General strike to achieve equal pay protection

On 24 October 1975, Icelandic women went on strike for the day to "demonstrate the indispensable work of women for Iceland's economy and society" and to "protest wage discrepancy and unfair employment practices". It was publicized domestically as Women's Day Off (Kvennafrídagurinn). Participants, led by women's organizations, did not go to their paid jobs and did not do any housework or child-rearing for the whole day. 90% of Iceland's female population participated in the strike. Iceland's parliament passed a law guaranteeing equal rights to women and men the following year.

== History ==
Icelandic women who worked outside of the home before 1975 earned less than sixty percent of what men earned.

The United Nations announced that 1975 was going to be International Women's Year. A representative from a women's group called the Redstockings put forward the idea of a strike as one of the events in honor of it. The committee decided to call the strike a "day off" since they thought this term would be more pleasant and more effective in engaging the masses. Also, some women could have been fired for going on strike but could not be denied a day off.

Women's organizations spread the word about the Day Off throughout the country. The Day Off event organizers got radio stations, television, and newspapers to run stories about gender-based discrimination and lower wages for women. The event garnered international attention.

== Women's Day Off ==
On 24 October 1975, Icelandic women did not go to their paid jobs or do any housework or child-rearing at home. Ninety percent of women took part, including women in rural communities. Fish factories were closed since many of the factory workers were women.

During the Day Off, 25,000 out of a population of 220,000 people in Iceland gathered in the centre of Reykjavik, Iceland's capital, for a rally. At the rally, women listened to speakers, sang, and talked to each other about what could be done to achieve gender equality in Iceland. There were many speakers, including a housewife, two parliament members, a women's movement representative, and a female worker. The last speech of the day was by Aðalheiður Bjarnfreðsdóttir, who "represented Sókn, the trade union for the lowest-paid women in Iceland".

Employers prepared for the day without women by buying sweets, pencils, and paper to entertain the children brought into work by their fathers. As a result, sausages, a popular meal, sold out in many stores that day.

== Aftermath ==
The Day Off had a lasting impact and became known colloquially as "the long Friday".

Iceland's parliament passed a law guaranteeing equal rights the following year. The strike also paved the way for the election of Vigdís Finnbogadóttir, the first democratically elected female president in the world five years later in 1980.
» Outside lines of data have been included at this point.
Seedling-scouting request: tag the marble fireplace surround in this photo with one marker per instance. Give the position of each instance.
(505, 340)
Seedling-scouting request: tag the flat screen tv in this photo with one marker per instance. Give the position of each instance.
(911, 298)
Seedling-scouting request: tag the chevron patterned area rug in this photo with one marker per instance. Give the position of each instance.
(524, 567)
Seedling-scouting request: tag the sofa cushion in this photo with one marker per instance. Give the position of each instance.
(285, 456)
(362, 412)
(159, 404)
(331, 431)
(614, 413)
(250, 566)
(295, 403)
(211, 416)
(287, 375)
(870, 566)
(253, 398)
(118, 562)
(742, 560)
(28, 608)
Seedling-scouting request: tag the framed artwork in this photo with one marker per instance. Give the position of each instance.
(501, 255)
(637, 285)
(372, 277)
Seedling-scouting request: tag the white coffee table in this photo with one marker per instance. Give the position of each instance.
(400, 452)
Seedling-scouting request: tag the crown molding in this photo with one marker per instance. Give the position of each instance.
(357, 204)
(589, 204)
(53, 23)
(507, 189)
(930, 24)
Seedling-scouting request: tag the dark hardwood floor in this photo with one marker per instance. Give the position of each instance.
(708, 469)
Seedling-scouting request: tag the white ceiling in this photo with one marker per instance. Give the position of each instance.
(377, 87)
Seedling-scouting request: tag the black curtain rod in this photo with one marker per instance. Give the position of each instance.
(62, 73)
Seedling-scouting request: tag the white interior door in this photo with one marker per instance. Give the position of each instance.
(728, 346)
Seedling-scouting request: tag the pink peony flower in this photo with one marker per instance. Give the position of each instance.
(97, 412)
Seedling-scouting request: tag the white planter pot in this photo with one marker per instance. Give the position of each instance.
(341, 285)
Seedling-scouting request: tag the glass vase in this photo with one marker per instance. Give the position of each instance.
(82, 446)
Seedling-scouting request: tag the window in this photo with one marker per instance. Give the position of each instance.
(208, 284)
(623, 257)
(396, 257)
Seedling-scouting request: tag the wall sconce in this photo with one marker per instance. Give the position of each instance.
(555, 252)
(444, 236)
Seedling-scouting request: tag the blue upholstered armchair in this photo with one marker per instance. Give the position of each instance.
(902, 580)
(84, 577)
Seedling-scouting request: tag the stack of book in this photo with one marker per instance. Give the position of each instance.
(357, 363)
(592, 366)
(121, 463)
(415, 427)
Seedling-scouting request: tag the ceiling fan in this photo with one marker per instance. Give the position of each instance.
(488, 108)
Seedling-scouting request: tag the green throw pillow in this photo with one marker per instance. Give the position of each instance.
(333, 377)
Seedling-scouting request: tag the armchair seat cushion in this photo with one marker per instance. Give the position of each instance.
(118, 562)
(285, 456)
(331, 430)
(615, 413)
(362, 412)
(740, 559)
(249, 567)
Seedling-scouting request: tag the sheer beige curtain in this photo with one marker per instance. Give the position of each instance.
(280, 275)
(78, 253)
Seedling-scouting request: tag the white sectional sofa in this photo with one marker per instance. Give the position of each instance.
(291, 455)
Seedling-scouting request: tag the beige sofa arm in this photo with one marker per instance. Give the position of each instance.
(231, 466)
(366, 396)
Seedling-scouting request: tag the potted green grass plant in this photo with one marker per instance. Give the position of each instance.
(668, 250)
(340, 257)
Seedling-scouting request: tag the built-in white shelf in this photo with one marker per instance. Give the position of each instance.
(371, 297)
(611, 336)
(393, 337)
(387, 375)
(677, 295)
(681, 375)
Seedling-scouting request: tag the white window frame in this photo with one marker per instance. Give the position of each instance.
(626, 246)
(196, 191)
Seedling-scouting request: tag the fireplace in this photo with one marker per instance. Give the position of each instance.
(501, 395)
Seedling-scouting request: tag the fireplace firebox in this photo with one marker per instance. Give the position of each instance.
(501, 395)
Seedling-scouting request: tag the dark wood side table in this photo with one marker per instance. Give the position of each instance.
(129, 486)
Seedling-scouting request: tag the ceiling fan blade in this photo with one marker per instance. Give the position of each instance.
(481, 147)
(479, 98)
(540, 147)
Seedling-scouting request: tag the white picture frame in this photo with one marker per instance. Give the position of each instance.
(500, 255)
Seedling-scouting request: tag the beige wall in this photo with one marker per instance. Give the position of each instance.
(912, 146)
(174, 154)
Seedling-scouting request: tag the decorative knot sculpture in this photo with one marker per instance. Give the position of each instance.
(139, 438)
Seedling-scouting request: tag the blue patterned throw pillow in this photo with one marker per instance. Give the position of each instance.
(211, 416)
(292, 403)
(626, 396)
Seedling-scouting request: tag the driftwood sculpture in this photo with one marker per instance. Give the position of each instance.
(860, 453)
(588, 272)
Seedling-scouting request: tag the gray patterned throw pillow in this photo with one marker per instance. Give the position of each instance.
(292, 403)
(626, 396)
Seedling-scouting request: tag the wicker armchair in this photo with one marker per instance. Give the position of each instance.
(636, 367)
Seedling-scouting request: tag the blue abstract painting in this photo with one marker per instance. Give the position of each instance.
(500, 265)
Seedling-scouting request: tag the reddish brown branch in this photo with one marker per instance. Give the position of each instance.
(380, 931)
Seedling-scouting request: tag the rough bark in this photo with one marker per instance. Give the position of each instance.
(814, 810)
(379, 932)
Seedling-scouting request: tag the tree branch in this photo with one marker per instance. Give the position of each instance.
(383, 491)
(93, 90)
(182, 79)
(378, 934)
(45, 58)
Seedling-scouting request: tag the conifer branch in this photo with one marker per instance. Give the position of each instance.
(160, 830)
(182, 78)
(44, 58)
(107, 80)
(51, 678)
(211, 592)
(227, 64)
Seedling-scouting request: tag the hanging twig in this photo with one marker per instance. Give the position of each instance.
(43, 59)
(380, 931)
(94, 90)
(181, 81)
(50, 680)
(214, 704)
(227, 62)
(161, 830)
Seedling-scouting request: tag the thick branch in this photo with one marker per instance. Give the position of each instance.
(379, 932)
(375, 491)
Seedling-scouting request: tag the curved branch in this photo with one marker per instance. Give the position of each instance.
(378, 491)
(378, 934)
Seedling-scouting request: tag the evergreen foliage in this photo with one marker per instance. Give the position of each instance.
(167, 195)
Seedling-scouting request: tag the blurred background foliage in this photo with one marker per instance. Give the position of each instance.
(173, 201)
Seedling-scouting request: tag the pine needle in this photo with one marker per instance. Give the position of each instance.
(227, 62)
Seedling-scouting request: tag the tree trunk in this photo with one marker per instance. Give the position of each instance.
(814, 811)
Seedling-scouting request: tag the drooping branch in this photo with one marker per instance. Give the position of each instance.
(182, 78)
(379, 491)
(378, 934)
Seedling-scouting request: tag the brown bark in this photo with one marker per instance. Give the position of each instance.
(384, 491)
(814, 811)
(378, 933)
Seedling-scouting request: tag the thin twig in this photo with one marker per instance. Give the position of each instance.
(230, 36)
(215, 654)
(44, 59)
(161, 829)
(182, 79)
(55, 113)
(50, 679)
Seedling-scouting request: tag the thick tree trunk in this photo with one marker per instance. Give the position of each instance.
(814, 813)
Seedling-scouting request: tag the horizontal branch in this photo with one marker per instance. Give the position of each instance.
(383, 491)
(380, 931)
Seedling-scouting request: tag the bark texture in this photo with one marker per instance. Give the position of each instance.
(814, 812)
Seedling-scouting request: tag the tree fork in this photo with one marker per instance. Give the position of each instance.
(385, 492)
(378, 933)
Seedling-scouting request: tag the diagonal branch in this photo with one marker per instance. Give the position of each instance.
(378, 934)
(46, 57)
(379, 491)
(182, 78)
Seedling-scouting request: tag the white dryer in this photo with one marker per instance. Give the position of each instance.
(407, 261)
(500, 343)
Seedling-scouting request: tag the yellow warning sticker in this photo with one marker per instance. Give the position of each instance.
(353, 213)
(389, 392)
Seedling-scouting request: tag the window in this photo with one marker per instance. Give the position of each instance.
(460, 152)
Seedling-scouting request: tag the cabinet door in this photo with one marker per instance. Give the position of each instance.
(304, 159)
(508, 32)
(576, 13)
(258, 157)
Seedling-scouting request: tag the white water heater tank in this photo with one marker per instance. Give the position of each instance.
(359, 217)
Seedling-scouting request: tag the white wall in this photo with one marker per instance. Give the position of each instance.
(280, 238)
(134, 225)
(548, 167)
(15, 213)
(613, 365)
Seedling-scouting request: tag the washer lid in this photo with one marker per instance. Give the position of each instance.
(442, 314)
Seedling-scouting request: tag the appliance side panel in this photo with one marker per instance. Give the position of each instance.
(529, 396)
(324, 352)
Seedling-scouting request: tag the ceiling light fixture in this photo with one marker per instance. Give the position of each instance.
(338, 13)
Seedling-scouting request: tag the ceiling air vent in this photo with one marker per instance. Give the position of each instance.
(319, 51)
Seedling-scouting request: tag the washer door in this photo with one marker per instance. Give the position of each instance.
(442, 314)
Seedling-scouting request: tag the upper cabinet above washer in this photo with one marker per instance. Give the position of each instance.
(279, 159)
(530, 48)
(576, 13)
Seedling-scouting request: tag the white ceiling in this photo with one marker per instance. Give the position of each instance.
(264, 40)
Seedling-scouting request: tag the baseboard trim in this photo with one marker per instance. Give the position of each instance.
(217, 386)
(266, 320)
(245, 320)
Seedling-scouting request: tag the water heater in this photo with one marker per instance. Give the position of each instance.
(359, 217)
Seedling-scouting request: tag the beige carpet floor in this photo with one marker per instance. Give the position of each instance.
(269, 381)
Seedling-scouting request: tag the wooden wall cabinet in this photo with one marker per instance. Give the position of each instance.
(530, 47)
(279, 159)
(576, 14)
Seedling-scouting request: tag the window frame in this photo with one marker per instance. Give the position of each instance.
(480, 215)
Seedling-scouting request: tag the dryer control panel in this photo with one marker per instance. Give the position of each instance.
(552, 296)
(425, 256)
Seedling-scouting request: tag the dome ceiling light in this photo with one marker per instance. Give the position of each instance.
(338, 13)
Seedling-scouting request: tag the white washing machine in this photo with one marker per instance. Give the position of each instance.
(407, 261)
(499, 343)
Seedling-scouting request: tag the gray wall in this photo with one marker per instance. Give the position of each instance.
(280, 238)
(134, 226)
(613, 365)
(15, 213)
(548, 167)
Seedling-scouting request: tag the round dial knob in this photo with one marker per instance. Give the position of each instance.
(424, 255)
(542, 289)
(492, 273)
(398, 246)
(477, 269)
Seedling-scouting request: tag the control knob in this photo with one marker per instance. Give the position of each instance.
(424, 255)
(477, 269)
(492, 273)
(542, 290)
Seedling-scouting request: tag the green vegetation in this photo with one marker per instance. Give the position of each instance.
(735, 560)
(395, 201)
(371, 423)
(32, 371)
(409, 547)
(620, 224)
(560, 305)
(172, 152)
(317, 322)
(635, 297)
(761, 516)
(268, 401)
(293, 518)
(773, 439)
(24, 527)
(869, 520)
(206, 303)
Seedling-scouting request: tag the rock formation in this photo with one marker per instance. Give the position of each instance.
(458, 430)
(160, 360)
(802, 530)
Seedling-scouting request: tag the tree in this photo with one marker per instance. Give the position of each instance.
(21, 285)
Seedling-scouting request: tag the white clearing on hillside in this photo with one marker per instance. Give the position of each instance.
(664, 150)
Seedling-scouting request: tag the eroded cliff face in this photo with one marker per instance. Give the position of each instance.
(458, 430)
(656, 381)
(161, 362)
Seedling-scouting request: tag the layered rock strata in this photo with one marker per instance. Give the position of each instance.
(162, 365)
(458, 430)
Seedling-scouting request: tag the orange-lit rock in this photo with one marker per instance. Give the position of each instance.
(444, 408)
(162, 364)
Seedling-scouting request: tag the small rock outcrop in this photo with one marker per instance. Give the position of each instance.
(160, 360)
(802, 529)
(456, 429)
Every ten years, on the anniversary of the Day Off, women stop work early. In 1975, the women strikers left work at 2:05 p.m., and in 2005 they left at 2:08 p.m., reflecting the amount of progress made in 30 years. Increasing the frequency of strikes, in 2010, they left work at 2:25 p.m. and in 2016 at 2:38 p.m., with many women taking part in the Viking Clap outside the Althing.

== Legacy ==
The 2016 Black Monday in Poland was modelled on the 1975 Icelandic strike.

The International Women's Strike, a global version inspired by the Icelandic strike, spread in 2017 and 2018.